Song by Roupa Nova
- Released: 1981
- Genre: pop rock
- Length: 4:53
- Songwriter: Eduardo Souto Neto

= Tema da Vitória =

1981 instrumental song by Eduardo Souto Neto

"Tema da Vitória" (lit. 'Victory Theme') is an instrumental song composed by Eduardo Souto Neto specially for Formula One broadcasts on Rede Globo.

== History ==
"Tema da Vitória" was suggested by Aloysio Legey, the director of Formula One transmissions for Rede Globo. The song was recorded in 1981 by the Brazilian band Roupa Nova, to be used as the soundtrack of victories in the Brazilian Grand Prix, regardless of the winner's nationality, transmitted by Rede Globo. The song was first performed with the victory of Nelson Piquet in the 1983 Brazilian Grand Prix. The next year, the song was performed for Alain Prost's victory in the 1984 Brazilian Grand Prix.

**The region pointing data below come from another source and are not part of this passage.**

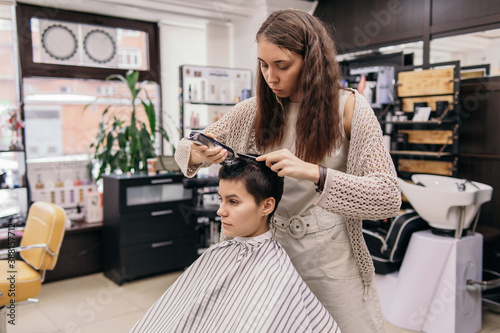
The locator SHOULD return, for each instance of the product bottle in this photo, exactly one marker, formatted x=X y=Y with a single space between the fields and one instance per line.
x=195 y=94
x=77 y=181
x=197 y=120
x=39 y=185
x=202 y=93
x=58 y=184
x=192 y=121
x=223 y=94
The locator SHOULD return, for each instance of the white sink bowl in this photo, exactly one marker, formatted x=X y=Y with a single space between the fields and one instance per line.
x=439 y=199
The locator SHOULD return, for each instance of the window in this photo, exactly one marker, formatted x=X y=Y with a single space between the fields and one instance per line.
x=56 y=123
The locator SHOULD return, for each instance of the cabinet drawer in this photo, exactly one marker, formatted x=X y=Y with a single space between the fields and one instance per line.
x=157 y=257
x=168 y=222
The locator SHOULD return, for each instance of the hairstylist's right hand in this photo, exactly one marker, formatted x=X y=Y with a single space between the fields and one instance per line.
x=200 y=154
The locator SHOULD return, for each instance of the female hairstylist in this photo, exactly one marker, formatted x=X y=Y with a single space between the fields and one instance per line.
x=326 y=141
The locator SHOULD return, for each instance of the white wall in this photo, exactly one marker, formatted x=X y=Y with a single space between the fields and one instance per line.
x=180 y=44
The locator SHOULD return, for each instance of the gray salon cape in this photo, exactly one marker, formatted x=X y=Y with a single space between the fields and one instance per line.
x=240 y=285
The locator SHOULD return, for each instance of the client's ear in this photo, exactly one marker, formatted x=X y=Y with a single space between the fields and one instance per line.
x=268 y=206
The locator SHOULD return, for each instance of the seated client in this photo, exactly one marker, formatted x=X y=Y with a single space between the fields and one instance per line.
x=247 y=283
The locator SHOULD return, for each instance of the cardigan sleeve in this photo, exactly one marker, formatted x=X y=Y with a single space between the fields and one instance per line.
x=232 y=130
x=369 y=189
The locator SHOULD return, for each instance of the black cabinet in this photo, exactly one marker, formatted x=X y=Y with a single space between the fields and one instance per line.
x=146 y=226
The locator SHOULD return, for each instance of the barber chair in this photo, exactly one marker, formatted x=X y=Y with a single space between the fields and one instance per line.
x=205 y=212
x=21 y=280
x=387 y=240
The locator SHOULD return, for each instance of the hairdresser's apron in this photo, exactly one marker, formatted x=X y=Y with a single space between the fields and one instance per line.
x=318 y=243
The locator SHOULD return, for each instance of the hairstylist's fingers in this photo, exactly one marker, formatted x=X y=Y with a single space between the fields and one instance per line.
x=198 y=148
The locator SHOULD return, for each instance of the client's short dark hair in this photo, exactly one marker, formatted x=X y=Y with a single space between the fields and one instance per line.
x=260 y=181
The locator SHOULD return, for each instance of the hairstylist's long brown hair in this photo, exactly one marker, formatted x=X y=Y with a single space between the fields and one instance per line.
x=319 y=124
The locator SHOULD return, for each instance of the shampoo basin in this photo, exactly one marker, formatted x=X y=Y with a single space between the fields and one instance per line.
x=446 y=203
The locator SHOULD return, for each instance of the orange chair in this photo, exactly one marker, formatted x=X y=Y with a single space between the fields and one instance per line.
x=39 y=249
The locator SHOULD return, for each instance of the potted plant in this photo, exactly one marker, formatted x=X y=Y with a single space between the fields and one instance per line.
x=126 y=145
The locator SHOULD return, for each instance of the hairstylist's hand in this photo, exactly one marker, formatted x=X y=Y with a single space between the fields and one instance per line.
x=287 y=164
x=200 y=154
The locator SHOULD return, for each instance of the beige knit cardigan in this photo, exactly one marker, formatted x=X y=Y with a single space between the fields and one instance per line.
x=368 y=190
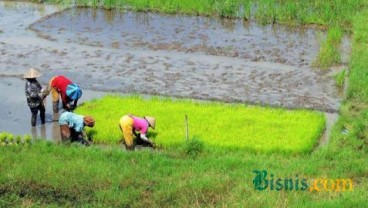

It was only in 1986 that the song started to be used for every victory by a Brazilian driver. The song marked Nelson Piquet's third championship in 1987 and Ayrton Senna's championships in 1988, 1990 and 1991.

For seven years, the song was not played on Rede Globo due to the lack of victories by Brazilian drivers, between the 1993 Australian Grand Prix won by Ayrton Senna and the 2000 German Grand Prix won by Rubens Barrichello.

In FIFA World Cup 1994 and 2002, the song was played the first time for Brazil national football team victory.

For the 2004 and 2008 Summer Olympic Games, Rede Globo used a version of the song that was merged with parts of the Brazilian national anthem, which was played during the broadcasts when a Brazilian team or athlete would win a medal.

In 2006, the song was played the first time for Felipe Massa for his victory in the 2006 Turkish Grand Prix. Three years later, it featured a different arrangement for Barrichello's victory in the 2009 European Grand Prix, which marked Brazil's 100th Formula One win.

At UFC 198, UFC Heavyweight Champion Fabricio Werdum used the song as his entrance music.

On March 29, 2014, Ron "Bumblefoot" Thal, guitar player on American band Guns N' Roses, performed "Tema da Vitória" as an opening for "Don't Cry" at a concert inside the Anhembi Convention Center Arena in São Paulo.

In 2015, the song was performed by Lulu Santos, accompanied by an orchestra conducted by João Carlos Martins, during a segment of the television special celebrating the 50th anniversary of Rede Globo. This segment also featured sports journalist Galvão Bueno and several former Brazilian athletes, alongside a retrospective montage highlighting memorable sports broadcasts from the network’s history.

For the 2016 and 2020 Summer Olympic Games, the song was played the first time for Brazil national under-23 football team victory.

When skier Lucas Pinheiro Braathen won Brazil's first ever Winter Olympics medal at the 2026 Olympic Winter Games, the organization of the games played the "Tema da Vitória" at the competition's venue to celebrate his victory. Sportv, Rede Globo's pay television sports network, did the same on their broadcast.